El policía miraba a la mujer que tenía delante con escepticismo y sorpresa, ella no dejaba de repetir que era culpable.

-Puede pedir un abogado -le repitió por décima vez- o el estado le impondrá uno de oficio,

-No hace falta, le contestó ella con seguridad y hasta desparpajo. Yo lo maté, no hay nada más que decir, y volvió a ensimismarse en sus pensamientos.

-Usted va ir a juicio, es obligación del Estado proporcionarle uno.

El sargento Sotelo se levantó de su silla, se acarició la barbilla y nuevamente le preguntó

-¿Por qué lo mató?

-¡Pero ya se lo dije mil veces, no quiso quedarse un poco más!

El hombre sin uniforme y con unas insipientes canas en su sien, la miraba perplejo.

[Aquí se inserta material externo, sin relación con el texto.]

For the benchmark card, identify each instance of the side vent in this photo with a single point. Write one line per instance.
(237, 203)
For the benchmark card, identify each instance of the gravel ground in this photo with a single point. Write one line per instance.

Sintió pena y hasta deseos de protegerla de su futuro atroz.

Siguió interrogándola, tenía que haber algo mas, no se creía esa boludez,

-Ustedes eran amantes, él estaba casado… ¿quiso terminar la relación?  preguntó para encontrar un motivo lógico.

-¡No! contesto la mujer, estábamos muy bien.

-Pero es incomprensible asesinar a una persona por esa causa ¿usted es consiente que le dio cinco puñaladas? En ese momento ¿que sentía?  ¿Rabia, furia, enojo? Tiene que haber algo más…

Sotelo tiró la lapicera sobre la mesa con bronca y decepción, la Bic reboto dando en el suelo y no tuvo más remedio que agacharse a recogerla.

Salió del cuarto dando un portazo, y repitiendo en voz alta “no puede ser, me está mintiendo”.

No hubo caso.  María Eugenia Lozada, 45 años soltera y sin familia, se mantuvo en sus dichos.

El abogado de oficio no tenía mucho por hacer, solo enviarla a unos exámenes psiquiátricos para que el juez decidiera si iba a la cárcel o a un loquero.

Había asesinado a Manuel Colace, casado, con el que mantenía una relación desde hacía cinco años.

Los informes psicológicos hablaron de un brote psicótico, la ruptura de la realidad en forma temporal y María Eugenia terminó en una residencia para enfermos mentales, que contaba con un sector para prisioneros.

Cuando llegó a su destino estaba tranquila, se podría decir que hasta contenta.

Pasaron varios meses. el sargento Sotelo nunca pudo olvidar ese caso, y por alguna extraña casualidad una tarde paso cerca del pueblo donde se encontraba la residencia, y con su credencial de policía, no tuvo inconveniente en visitarla.

Lo acompañó una celadora, caminó por pasillos iluminados, decorados con cuadros pintados por los internos.

Llegaron a un comedor donde unas veinte mujeres se distribuían en mesas de a cinco, era la hora de la merienda y María Eugenia Lozada estaba ayudando a servirla.

Se detuvo en la puerta observándola, una mujer normal charlando y sirviendo té.

Cuando la celadora la interrumpió para que vea a su visitante, ella se dio vuelta con una gran sonrisa.

-¿Me recuerda María Eugenia?- preguntó el hombre.

-Por supuesto. ¿Cómo está usted?- respondió sin dejar de sonreír.

Se sentaron en una mesa a unos metros del resto y después de unos saludos formales, Sotelo se animó a volver a preguntar.

-Por favor, dígame… ¿por qué lo hizo?

-Es muy simple: mire a su alrededor.  El sargento obedeció, pero nada le llamo la atención.

La miró nuevamente con expresión de pregunta.

Entonces y con su sonrisa más hermosa María Eugenia respondió: -¿No se da cuenta que ahora tengo una familia? Ya no tengo que mendigar que se queden conmigo… un poco más.